The Abbé D'Esmonde passed a busy morning. Twice was he closeted with the President of the Ministry, and once was he received in a lengthy audience at the “Pitti;” after which he repaired to the house of Morlache, where he remained till after two o'clock.

“There goes Midchekoff to the Palace,” said the Jew, as a handsome equipage drove past.

“Then it is time for me to be away,” said D'Esmonde, rising. “I have received orders to meet him there.

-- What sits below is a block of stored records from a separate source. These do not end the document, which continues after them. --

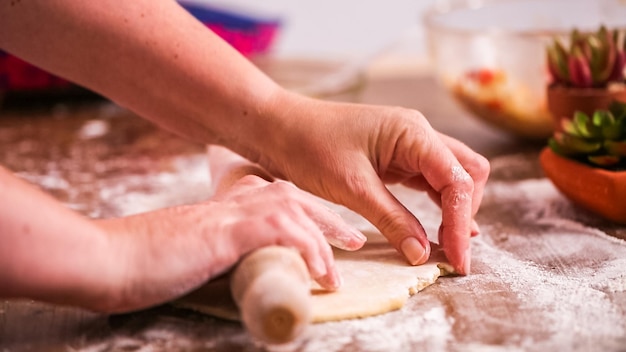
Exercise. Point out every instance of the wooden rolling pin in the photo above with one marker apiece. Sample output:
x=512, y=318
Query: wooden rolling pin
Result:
x=271, y=285
x=271, y=288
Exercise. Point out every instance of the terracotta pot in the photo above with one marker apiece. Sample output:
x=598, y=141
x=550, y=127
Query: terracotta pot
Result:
x=600, y=191
x=564, y=101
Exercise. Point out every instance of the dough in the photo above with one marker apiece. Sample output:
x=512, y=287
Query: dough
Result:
x=376, y=280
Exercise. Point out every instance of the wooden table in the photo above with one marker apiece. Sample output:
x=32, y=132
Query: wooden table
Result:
x=546, y=274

Remember, Morlache, I must have this sum in gold, ready by the evening; the bills on London can reach me by post.”

“All shall be attended to,” said Morlache; and the Abbé entered his carriage once more, giving orders for the Pitti.

When the carriage had passed the first turning, however, D'Esmonde appeared to have remembered something that till then had escaped him, and he desired the man to drive round to the San Gallo gate; thence he directed his way to the narrow road which traverses the valley of the Mugello, and winds along for miles at the foot of the hill of Fiesole. Once outside the city, D'Esmonde urged the man to speed, and they drove for nigh an hour at a rapid pace.

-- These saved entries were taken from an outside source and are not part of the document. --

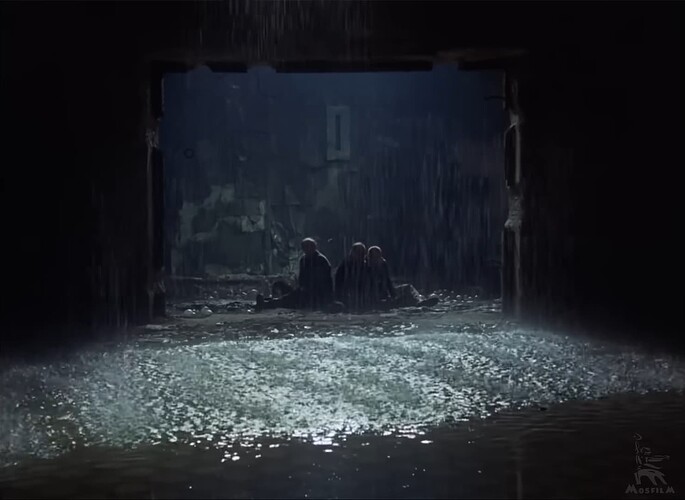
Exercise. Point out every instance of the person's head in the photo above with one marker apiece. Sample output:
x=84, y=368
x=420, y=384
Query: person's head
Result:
x=308, y=246
x=358, y=252
x=375, y=255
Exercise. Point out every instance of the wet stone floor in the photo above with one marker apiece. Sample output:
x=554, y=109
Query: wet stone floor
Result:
x=449, y=402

“There is a footpath somewhere hereabouts leads to Fiesole,” said D'Esmonde, springing out, and casting his eyes around. “I have it Remain here till I come down. I may be absent for an hour or more; but be sure to wait for me.” And so saying, he passed into a vineyard beside the road, and was soon lost to view.

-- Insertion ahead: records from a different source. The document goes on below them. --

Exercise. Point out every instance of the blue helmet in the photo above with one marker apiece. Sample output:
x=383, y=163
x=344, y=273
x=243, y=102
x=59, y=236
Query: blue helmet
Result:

The pathway was steep and rugged; but D'Esmonde traversed it with an active step, scarcely seeming to bestow a thought upon its difficulties, in the deeper preoccupation of his mind. As little did he notice the peasant greetings that met him, or hear the kindly accents that bade him “good-day” as he went. If at intervals he stopped in his career, it was rather to take breath and to recruit vigor for new efforts, than to look down upon the gorgeous scene that now lay beneath him. For an instant, however, his thoughts did stray to the objects in view; and as he beheld the dark towers of a gloomy castellated building, half hid amongst tall yew-trees, he muttered,——

“Deeper and darker schemes than mine were once enacted there!—and what fruits have they borne after all? They who convulsed the age they lived in have never left an impress to ruffle the future, and, for aught that we know or feel, the Medici might never have lived. And this,” cried he, aloud, “because theirs was a selfish ambition. There is but one cause whose interests are eternal,—the Church; that glorious creation which combines power here with triumph hereafter!” His face, as he uttered the words, was no bad emblem of the nature within,——a high and noble brow, lit up by the impress of a great ambition, and, beneath, eyes of changeful and treacherous meaning; while, lower down again, in the compressed lips and projecting chin might be read the signs of an unrelenting spirit. Passing along through many a tortuous path, he at last reached a small private gate which led into the grounds of the “Moskova.” He had to bethink him for a moment of the way which conducted to the gardens, but he soon remembered the direction, and walked on. It was the hour when in Italy the whole face of a country, the busiest streets of a thronged city, are deserted, and a stillness far more unbroken than that of midnight prevails. The glowing hours of noonday had brought the “siesta,” and not a laborer was to be seen in the fields.